Spread meat in bottom of 8" square baking dish. Sprinkle soup mix over top, spoon can soup over top and pour club soda over top. Cover tightly with foil and bake for 2 1/2 hours at 350 degrees. DO NOT PEEK WITH BAKING! Serve over rice or noodles. Makes wonderful gravy.

This is also one of the easiest recipes ever and the hubs loves it!

Back to Blog

So, I've gotten some flack recently about my online presence (or lack thereof). I mean jeez people, I work at least 10 hours per day AND go to school full time AND do wifey stuffs. Gimme a break! I kid, I kid. I need to be better about blogging and therefore resolve to do so! Call it a Chinese New Year Resolution! (That's coming up, right?)

Since I haven't taken any food pics in a long time, I figured I would blog about a couple of my family recipes that I make frequently. The next time I make them, I'll post a pic and you all can ooh and aah over my culinary prowess. Cool?

Here are a few tried and true standards from my kitchen to yours. Enjoy!

Texas Style Beef Brisket
4-5 lbs Brisket
1 1/2 tablespoon salt
1/2 cup ketchup
1/4 cup vinegar (white)
1/2 cup or 1/2 medium onion chopped fine
1 tablespoon Worcester sauce
1 1/2 teaspoon liquid smoke
1 bay leaf crushed
1/4 teaspoon ground pepper

Wipe beef dry. Rub with salt. Combine other ingredients. Place on double thickness of alum foil. Pour ingredients over brisket and wrap tight with foil.

Cook 300 degrees for 4 to 4 1/2 hours. For over 5lbs or more cook no more than 350 degrees for 5 hours.

Note: Brisket can be placed in pan and covered tightly with foil, since there can be a nice amount of juice.

My moms note: I mix about 2 cups of the juice with BBQ sauce to make my own sauce.

Monday, January 7, 2008

It took getting tagged...

It took getting tagged for me to finally set aside some time and do a little blogging..

Nikki, the culinary queen tagged me and I must do as she says...

OK now on to question answering..
What were you doing 10 years ago?
Ten years ago was one of the worst times of my life.
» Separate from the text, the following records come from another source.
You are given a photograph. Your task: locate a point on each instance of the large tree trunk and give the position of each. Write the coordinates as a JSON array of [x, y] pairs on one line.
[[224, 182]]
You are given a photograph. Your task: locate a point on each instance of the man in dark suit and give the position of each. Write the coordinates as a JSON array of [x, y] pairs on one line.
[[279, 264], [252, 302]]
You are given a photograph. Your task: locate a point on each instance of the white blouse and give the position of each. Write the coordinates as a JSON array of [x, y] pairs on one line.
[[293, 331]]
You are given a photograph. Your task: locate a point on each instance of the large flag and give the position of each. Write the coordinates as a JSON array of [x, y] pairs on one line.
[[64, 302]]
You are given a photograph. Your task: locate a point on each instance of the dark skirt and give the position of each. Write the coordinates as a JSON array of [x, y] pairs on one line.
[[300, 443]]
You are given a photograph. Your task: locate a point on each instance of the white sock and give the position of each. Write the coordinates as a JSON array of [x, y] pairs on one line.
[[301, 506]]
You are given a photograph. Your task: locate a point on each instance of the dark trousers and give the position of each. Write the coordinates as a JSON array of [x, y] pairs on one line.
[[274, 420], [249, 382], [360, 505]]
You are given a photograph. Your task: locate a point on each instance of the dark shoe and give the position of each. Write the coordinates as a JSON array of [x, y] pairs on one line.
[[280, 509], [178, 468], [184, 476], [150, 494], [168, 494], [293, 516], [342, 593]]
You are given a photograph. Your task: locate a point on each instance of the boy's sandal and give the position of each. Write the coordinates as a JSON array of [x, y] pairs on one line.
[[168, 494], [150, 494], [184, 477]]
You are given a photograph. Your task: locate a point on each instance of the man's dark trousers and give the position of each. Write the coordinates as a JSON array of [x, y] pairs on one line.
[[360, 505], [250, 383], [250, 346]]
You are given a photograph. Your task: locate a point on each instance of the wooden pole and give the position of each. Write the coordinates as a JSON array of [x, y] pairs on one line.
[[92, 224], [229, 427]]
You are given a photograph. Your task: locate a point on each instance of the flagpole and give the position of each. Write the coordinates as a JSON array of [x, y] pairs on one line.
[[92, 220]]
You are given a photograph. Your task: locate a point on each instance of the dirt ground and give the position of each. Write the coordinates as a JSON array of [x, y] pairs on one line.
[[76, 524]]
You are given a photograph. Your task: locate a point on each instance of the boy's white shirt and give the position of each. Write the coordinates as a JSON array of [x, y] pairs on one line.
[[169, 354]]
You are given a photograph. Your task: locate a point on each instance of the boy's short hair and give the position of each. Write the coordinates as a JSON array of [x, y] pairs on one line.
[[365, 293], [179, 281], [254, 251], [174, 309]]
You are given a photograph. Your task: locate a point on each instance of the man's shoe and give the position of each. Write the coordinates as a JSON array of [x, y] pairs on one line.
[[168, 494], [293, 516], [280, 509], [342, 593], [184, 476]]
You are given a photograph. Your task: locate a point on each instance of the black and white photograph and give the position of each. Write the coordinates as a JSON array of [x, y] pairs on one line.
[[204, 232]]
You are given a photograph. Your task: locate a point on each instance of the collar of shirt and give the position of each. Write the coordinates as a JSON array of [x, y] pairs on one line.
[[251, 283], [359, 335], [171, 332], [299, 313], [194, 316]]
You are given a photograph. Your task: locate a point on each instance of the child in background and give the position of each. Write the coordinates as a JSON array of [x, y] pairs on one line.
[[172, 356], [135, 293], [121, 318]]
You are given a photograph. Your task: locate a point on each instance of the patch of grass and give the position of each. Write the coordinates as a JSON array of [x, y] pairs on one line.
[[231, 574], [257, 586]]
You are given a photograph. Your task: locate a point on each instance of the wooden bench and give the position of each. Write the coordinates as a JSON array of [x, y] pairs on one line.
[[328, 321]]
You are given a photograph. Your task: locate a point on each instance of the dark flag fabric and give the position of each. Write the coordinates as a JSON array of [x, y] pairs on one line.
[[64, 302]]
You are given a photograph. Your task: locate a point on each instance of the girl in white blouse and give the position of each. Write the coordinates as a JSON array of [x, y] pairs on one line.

I had been in terrible car accident several months prior and was still recovering. Thank goodness all *that* is over!
What were you doing 1 year ago? Last January I was getting ready to plan an awesome wedding - mine!

Five snacks you enjoy:
1. Cheese
2. Cottage Cheese
3. Fruit
4. Popcorn
5. Raw veggies

Five songs that you know all the lyrics to:

Since I know lots of lyrics I will post songs for which I should be ashamed for knowing all the words...
1. Achy Breaky Heart
2. Living on a Prayer
3. Careless Whisper
4. Ice Ice Baby
5. Do You Really Want to Hurt Me?

Five things you would do if you were a millionaire:
1. Buy a house
2. Buy a few new things :D
3. Invest
4. Take a vacation
5. Make some babies

Five bad habits:
Only five??
1. Oversleeping

2. Not finishing my knitting projects when I start them
3. Procrastination (which includes this survey)
4. Snacking all the freaking time!
5. Not updating my blog

Five things you like doing:
1. Sleeping (preferably with the hubs)
2. Eating - see above bad habits
3. Knitting - see about bad habits
4. Reading
5. Hanging with friends and laughing our hineys' off!

Five things you would never wear again:
1. Acid wash jeans

2. Jellies
3. Braces
4. Overalls (unless preggers. They are only cute on toddlers and preggers)
5. 4 inch heels. I can't :(

Five favorite toys:
1. KA Mixer
2. All my knitting goodies
3. DVR
4. Hubs...can't think of 5...

I'm supposed to tag some friends but I think everyone who would possibly read this has already been tagged.